Mainstream economists have you believe the Fed’s mandate is to set the ideal interest rate and calculate the optimal money supply, juggling full employment against (price) inflation. These are central planning delusions that Austrian economists have fundamentally debunked for generations. Whether you prefer Mises’s socialist calculation debate or Hayek’s knowledge problem, the conclusion is identical: a handful of technocrats cannot replace the free and unhampered market, nor can they pretend human action doesn’t exist, without society facing the consequences.
To those in the know, the boom-bust cycle is part and parcel of central banking. While the press obsesses over whether the Fed will tweak rates by 25 basis points this week or shift the balance sheet next month, they never quite get to the bigger picture. We’ve seen this story play out over and over.
A CNBC headline today reads like a déjà vu:
Kevin Warsh needs to establish credibility as new Fed chairman.
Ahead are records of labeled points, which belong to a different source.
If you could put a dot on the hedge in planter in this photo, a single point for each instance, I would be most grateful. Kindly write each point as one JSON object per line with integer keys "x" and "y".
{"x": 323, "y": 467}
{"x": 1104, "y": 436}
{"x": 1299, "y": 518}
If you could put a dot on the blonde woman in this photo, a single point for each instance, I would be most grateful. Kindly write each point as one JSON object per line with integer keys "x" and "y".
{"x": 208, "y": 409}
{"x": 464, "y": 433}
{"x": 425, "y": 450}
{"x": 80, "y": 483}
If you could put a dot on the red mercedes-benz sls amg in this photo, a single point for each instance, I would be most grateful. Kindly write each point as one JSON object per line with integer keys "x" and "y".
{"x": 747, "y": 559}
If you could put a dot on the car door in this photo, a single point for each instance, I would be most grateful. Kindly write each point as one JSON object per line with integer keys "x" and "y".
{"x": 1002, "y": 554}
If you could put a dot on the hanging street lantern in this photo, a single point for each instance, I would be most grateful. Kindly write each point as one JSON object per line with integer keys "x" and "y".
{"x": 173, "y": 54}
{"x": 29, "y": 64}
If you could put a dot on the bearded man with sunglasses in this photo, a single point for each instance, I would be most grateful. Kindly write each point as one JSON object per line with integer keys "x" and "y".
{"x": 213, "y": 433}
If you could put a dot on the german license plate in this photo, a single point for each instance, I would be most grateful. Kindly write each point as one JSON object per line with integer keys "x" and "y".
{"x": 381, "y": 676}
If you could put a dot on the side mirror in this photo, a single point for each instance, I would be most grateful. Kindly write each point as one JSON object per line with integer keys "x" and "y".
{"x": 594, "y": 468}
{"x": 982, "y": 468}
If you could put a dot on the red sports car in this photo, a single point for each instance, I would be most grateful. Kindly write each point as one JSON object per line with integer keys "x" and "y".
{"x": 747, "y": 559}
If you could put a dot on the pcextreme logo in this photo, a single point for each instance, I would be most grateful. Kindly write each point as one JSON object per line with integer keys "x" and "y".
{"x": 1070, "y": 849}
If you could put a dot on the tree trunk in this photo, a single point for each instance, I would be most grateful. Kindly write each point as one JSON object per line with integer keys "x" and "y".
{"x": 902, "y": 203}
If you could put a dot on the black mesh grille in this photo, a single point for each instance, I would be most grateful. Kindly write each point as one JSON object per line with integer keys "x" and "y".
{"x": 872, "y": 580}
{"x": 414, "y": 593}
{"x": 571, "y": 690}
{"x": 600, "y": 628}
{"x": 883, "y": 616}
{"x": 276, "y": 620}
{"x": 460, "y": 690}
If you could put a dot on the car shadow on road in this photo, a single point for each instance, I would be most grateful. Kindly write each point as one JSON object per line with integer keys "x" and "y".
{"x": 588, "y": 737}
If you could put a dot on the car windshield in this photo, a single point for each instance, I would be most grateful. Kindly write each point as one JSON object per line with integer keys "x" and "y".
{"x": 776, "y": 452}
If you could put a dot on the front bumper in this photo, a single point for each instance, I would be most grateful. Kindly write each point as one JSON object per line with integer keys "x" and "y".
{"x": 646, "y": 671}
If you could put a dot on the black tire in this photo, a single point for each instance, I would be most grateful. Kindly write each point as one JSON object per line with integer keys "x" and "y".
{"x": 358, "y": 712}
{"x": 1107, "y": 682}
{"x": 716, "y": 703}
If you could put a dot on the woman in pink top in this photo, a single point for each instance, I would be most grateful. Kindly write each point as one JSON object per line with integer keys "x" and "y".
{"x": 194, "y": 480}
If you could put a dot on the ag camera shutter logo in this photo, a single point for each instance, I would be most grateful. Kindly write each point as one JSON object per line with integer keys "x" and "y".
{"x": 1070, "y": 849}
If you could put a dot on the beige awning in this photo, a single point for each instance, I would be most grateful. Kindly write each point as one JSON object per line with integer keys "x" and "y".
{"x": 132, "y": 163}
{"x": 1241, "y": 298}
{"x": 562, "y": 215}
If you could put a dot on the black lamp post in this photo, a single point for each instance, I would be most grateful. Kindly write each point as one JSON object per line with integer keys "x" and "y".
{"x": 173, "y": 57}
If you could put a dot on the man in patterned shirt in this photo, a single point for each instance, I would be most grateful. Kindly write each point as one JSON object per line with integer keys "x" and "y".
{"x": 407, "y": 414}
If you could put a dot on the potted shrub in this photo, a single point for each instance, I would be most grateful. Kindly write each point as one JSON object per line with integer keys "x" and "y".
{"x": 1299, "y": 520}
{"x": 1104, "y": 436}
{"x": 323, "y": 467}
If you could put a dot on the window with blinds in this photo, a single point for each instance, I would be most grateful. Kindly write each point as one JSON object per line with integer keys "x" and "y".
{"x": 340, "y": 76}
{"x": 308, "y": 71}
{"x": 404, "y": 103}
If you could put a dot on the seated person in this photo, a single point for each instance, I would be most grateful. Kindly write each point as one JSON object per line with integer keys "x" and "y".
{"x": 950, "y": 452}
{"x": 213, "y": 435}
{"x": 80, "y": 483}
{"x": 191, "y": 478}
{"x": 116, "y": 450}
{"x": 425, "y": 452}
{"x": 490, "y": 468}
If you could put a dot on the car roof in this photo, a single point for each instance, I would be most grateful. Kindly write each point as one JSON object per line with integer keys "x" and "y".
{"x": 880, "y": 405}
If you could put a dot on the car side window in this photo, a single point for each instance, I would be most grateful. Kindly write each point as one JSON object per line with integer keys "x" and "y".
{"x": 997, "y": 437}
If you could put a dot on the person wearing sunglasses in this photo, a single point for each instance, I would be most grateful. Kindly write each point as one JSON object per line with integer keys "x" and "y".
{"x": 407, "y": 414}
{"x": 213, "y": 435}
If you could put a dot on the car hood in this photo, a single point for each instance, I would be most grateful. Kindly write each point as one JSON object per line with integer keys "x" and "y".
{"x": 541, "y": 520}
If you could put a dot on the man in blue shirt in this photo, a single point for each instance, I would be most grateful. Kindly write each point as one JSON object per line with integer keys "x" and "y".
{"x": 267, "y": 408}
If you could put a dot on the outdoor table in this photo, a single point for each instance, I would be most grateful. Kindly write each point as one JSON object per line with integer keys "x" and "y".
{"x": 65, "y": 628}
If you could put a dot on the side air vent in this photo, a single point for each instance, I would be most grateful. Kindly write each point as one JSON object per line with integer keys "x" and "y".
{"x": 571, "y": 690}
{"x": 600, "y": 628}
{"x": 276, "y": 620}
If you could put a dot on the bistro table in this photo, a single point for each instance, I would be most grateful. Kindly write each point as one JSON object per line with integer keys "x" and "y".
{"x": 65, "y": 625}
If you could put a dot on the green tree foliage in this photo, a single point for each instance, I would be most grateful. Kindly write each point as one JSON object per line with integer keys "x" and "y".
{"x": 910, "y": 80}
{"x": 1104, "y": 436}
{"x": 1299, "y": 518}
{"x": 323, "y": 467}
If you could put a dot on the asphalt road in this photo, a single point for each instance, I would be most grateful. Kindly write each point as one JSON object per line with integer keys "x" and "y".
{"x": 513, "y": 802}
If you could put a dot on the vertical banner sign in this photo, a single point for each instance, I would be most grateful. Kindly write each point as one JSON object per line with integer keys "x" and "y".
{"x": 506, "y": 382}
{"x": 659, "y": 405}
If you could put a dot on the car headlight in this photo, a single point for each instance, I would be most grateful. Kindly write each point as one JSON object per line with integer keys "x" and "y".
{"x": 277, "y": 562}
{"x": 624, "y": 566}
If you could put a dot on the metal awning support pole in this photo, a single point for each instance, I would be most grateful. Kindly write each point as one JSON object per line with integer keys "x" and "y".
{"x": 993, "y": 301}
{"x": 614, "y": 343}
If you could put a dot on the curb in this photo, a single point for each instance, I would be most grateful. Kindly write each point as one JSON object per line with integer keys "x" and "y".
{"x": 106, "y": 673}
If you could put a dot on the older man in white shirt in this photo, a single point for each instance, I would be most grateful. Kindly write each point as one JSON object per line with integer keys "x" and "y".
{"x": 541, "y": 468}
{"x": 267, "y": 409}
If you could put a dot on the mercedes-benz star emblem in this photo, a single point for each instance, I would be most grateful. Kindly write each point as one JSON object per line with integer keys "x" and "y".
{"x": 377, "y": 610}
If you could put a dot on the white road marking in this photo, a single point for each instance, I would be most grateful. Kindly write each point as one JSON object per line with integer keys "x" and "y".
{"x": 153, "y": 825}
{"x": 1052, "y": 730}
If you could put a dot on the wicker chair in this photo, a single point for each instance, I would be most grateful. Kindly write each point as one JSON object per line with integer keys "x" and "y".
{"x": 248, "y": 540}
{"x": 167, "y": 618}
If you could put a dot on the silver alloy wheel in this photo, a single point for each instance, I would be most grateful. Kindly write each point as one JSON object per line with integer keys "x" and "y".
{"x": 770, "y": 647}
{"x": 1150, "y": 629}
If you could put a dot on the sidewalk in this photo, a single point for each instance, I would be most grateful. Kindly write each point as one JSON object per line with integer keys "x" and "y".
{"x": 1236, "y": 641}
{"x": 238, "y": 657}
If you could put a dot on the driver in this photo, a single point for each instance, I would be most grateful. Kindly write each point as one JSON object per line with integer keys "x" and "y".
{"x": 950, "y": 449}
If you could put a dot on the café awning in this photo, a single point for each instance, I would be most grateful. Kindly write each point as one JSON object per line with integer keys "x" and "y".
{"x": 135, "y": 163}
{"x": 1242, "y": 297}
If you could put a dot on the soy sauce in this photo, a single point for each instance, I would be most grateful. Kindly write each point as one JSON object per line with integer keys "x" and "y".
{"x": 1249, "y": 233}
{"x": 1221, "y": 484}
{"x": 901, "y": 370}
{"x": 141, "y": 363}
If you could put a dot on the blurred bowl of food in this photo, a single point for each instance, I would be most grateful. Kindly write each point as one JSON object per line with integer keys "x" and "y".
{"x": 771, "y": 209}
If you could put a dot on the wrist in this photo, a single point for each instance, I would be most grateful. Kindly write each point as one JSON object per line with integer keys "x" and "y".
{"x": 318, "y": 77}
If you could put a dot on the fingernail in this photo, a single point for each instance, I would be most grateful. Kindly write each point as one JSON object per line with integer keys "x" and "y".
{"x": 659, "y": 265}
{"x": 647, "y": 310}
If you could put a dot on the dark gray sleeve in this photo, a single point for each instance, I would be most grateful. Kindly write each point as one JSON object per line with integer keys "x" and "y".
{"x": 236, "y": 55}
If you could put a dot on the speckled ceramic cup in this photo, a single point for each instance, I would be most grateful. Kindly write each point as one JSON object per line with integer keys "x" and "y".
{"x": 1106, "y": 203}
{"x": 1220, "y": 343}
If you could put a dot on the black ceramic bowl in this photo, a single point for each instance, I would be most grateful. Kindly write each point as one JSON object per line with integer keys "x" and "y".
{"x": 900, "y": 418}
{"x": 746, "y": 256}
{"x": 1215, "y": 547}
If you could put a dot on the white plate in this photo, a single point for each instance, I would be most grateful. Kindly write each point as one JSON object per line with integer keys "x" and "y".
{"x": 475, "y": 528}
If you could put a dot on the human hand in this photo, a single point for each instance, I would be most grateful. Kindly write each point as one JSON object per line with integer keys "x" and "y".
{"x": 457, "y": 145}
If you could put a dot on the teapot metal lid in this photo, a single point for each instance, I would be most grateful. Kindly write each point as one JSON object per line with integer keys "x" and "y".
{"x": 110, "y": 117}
The establishment comes off as appearing to genuinely believe that corruption and/or incompetence can be solved by simply picking a “better man.” If Jerome Powell struggled to manage a multi-trillion-dollar office renovation, if regional presidents Eric Rosengren and Robert Kaplan resigned after stock trading scandals, and if Lisa Cook was incapable of signing her mortgage documents and may have accidentally committed fraud, there are no consequences other than the mainstream narrative offering a shrug. All the while exists this assumption that the new chairman will succeed where all others have failed.
Meanwhile, a CNN headline asks:
Warsh was appointed to cut rates. Will Trump’s economy stand in the way?
Fed independence has been an issue for over one hundred years. With President Trump unapologetic about lower rates, the narrative that Warsh was appointed specifically to accommodate the White House exposes the theater. Staying out of political scandal is one thing; performing the economically impossible is another.
No matter what Warsh does, there will be a heavy cost to pay. He can raise rates on a nearly $40 trillion national debt, claiming to fight inflation; he can hold steady citing economic uncertainty; or, if all else fails, he can find a reason to lower rates by citing liquidity issues. The wild card is a sudden banking failure, in which case he’ll have the easiest justification to do just about anything, like lower rates and increase the money supply.
Ultimately, the years ahead will mirror the years behind us: endless Fedspeak, moving goalposts, and academic justifications for economic intervention; the difference will only be in the severity and compounded effects. But the new chair brings a fresh opportunity because he might inadvertently show a new generation of young people the fundamental problem of central banking: the problem being that it shouldn’t exist in the first place.